Saturday, November 19, 2016

Titian

Tiziano Vecelli, known in English as Titian, was the leading Venetian artist of the sixteenth century. He was dubbed "a sun amidst small stars". The date of his birth is unknown, but it was sometime around 1488; he died in 1576. That's a self-portrait of 1565 above.

Man in a Red Hat, c 1510.

Portrait of a Young Man, c. 1510, a striking work I can't remember ever seeing before today.

Judith, detail, c. 1515. Note this face, because it reappears again and again over the next thirty years. I am not sure if it was based on one real woman he remembered, if he imagined it, or if he kept hiring models with the same face.

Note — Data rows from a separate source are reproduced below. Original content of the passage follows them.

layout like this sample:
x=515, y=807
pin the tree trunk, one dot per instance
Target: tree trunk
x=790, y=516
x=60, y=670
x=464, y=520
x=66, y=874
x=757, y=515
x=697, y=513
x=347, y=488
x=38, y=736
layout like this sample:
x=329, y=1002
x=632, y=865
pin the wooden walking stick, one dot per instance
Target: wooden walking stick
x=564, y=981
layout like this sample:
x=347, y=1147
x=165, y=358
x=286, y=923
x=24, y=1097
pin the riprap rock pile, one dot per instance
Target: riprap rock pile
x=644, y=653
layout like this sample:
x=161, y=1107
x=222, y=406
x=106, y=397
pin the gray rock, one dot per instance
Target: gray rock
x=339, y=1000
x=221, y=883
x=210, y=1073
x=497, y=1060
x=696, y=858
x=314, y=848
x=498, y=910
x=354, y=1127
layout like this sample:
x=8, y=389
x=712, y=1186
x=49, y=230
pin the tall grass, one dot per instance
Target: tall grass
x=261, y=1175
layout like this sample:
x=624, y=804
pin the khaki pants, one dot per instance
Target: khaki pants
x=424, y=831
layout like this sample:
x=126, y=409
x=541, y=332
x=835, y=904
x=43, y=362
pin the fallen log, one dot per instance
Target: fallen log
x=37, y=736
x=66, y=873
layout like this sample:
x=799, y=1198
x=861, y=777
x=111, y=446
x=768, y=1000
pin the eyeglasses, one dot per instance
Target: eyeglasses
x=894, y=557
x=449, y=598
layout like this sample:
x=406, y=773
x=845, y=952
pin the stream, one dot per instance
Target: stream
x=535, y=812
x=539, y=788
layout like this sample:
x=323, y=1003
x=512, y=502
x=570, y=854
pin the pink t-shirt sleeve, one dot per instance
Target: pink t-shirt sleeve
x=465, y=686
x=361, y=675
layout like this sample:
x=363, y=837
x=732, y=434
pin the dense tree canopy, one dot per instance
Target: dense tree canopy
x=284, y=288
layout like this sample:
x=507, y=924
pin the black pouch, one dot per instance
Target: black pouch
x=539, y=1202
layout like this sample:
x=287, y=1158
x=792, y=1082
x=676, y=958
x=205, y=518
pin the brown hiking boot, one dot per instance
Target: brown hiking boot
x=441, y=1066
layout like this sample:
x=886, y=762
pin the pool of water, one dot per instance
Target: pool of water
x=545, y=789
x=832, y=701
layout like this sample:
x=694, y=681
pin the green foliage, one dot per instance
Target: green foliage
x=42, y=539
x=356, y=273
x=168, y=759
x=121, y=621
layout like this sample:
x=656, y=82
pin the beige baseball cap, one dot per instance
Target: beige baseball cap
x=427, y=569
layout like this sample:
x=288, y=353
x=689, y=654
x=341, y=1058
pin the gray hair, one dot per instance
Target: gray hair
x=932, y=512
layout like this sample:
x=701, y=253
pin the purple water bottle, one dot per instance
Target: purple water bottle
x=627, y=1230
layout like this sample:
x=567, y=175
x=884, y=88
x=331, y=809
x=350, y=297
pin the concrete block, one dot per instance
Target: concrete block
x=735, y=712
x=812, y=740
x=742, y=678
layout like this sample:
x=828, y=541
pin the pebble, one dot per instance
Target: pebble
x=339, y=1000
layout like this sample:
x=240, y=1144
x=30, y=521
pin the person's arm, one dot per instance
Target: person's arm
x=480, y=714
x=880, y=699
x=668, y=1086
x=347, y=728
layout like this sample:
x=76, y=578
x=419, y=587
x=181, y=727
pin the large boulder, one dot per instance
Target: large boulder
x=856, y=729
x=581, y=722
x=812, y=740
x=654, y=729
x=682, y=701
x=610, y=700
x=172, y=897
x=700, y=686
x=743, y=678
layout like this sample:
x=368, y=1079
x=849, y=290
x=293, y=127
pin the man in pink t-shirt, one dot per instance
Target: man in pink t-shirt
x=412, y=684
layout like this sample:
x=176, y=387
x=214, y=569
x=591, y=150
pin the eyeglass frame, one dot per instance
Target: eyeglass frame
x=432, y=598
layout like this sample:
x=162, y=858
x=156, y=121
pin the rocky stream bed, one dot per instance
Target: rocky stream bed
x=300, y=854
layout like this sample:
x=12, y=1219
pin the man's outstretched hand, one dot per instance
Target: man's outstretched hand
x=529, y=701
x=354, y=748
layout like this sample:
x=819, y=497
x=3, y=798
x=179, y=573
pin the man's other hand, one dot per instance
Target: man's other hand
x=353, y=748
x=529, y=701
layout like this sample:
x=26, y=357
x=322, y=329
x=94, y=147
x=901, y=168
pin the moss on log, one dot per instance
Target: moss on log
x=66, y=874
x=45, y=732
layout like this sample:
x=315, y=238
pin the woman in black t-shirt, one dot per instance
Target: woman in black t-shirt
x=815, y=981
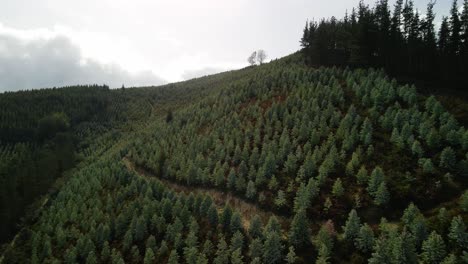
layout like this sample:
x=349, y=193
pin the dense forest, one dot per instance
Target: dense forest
x=404, y=41
x=323, y=156
x=279, y=163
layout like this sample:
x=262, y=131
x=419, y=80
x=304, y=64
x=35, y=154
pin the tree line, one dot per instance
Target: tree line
x=403, y=41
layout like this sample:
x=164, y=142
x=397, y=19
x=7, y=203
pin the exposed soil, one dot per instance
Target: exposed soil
x=246, y=209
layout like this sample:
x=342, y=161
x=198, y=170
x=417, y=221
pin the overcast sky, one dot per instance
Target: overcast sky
x=45, y=43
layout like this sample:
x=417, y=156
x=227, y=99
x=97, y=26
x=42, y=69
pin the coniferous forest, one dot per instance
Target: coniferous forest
x=402, y=40
x=329, y=155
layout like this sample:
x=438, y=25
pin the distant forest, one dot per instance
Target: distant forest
x=404, y=41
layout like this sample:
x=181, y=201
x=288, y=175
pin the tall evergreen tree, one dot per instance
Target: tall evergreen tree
x=352, y=226
x=299, y=234
x=433, y=249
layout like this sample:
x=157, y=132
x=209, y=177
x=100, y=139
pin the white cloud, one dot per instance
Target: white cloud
x=43, y=58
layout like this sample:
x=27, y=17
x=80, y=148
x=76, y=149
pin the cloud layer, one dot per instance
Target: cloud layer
x=39, y=62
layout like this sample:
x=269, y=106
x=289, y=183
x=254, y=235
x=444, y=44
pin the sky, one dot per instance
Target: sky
x=47, y=43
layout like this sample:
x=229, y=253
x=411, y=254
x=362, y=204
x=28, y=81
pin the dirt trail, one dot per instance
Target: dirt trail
x=245, y=208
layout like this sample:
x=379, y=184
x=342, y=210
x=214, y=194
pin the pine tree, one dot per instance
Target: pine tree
x=237, y=241
x=236, y=222
x=299, y=234
x=256, y=248
x=91, y=258
x=455, y=29
x=213, y=216
x=236, y=257
x=173, y=257
x=222, y=256
x=251, y=190
x=338, y=189
x=272, y=248
x=464, y=201
x=280, y=200
x=351, y=228
x=255, y=227
x=457, y=232
x=225, y=219
x=450, y=259
x=362, y=175
x=149, y=256
x=416, y=149
x=302, y=199
x=365, y=239
x=140, y=229
x=291, y=256
x=433, y=249
x=427, y=165
x=327, y=205
x=447, y=158
x=382, y=195
x=376, y=179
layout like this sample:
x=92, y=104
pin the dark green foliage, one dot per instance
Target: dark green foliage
x=351, y=230
x=280, y=141
x=400, y=41
x=236, y=222
x=299, y=234
x=365, y=238
x=272, y=248
x=255, y=227
x=433, y=249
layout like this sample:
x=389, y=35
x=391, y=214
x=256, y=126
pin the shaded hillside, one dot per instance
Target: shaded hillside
x=341, y=166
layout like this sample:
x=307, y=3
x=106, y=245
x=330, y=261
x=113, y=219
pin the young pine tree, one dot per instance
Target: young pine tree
x=433, y=249
x=351, y=228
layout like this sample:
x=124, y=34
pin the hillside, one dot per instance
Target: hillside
x=277, y=163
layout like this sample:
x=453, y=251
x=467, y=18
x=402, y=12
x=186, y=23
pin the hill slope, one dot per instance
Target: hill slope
x=270, y=164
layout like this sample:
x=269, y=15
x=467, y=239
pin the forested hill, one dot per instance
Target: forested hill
x=277, y=163
x=401, y=39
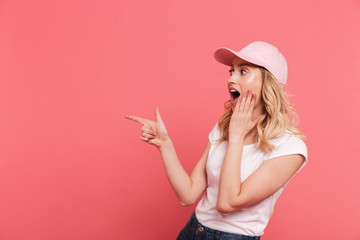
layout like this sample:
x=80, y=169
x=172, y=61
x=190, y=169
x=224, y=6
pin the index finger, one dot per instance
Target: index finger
x=137, y=119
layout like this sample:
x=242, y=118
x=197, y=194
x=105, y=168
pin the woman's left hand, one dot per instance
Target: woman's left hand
x=241, y=120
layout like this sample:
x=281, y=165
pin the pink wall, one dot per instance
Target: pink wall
x=71, y=165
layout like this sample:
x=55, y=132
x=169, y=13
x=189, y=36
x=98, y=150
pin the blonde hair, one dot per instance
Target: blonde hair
x=279, y=114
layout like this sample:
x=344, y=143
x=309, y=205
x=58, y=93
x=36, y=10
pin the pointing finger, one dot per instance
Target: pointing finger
x=137, y=119
x=157, y=113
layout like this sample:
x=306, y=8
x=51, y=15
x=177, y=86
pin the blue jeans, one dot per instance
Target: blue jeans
x=194, y=230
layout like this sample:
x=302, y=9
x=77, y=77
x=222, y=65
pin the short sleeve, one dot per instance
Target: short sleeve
x=287, y=145
x=214, y=134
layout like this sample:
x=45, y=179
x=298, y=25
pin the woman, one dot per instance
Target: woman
x=252, y=153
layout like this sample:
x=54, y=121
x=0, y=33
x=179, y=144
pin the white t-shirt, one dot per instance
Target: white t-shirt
x=252, y=220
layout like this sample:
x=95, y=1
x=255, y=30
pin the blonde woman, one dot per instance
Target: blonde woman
x=252, y=153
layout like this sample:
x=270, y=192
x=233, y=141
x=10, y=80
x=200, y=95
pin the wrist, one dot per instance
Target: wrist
x=166, y=143
x=236, y=139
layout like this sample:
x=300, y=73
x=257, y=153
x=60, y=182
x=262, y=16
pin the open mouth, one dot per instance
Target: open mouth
x=234, y=94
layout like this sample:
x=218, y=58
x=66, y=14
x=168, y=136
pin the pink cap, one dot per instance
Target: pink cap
x=259, y=53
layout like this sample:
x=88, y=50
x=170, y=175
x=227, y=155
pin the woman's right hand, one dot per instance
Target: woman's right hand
x=153, y=132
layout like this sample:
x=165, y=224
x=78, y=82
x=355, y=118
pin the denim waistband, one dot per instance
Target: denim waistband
x=221, y=235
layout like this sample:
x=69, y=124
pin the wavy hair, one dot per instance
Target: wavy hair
x=279, y=114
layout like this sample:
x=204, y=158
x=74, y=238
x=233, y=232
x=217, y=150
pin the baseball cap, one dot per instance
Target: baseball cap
x=259, y=53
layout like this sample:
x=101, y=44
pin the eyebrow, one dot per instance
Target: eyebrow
x=240, y=65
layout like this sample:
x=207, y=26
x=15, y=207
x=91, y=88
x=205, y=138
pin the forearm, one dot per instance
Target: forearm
x=177, y=176
x=230, y=176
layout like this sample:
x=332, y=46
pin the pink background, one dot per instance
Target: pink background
x=71, y=165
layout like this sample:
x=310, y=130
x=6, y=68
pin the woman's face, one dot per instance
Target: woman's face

The Assumption of the Virgin, 1516-1518.

Federico II Gonzaga, c. 1525, detail. There are a staggering number of paintings in the world signed with Titian's name, including several scenes that he painted three or four times. Much of this work looks, to me, unworthy of the man who created these masterpieces. (No bad stuff here; we have standards.) We know that once he got famous Titian headed a studio with several assistants, and looking at some of his studio's work I have to think that he didn't exercise nearly the control that (for example) Bernini did.

Gorgio Carnaro with a Falcon, c. 1526.

Pesaro Madonna, 1519-1526. Titian painted (or signed anyway) enough religious frescoes to fill half a dozen churches, most of which don't impress me. This one is famous because of Titian's use of color, which other painters found fascinating.

Woman in a Fur Coat, detail.


Isabella d'Este, c. 1535. Lovely painting but Isabella was actually 60 years old when it was painted, and it looks quite different from other portraits of Isabella (see here).

The Venus of Urbino, 1538.

Doge Andrea Gritti, 1530s.

Equestrian portrait of Emperor Charles V, 1548. Titian met the emperor in Bologna in 1530 and executed a full-length portrait of him that Charles loved; sadly it does not survive. From that time he was the semi-official painter for Charles and then his son Philip II. Charles V ruled Austria, the Low Countries, most of Italy, Spain, and Spain's world-spanning empire; but once when the Charles was visiting Titian's studio the artist dropped his brush, and the emperor bent to pick it up. They loved telling gestures in the Renaissance, so the incident became very famous.

Elector John I of Saxony, 1548.

Danae, 1553, the first and best of a whole series depicting the same scene.



Portrait of a Lady, c 1555.

Allegory of Wisdom in Age, c. 1570, said to be a triple portrait of Titian (left), his son and his nephew.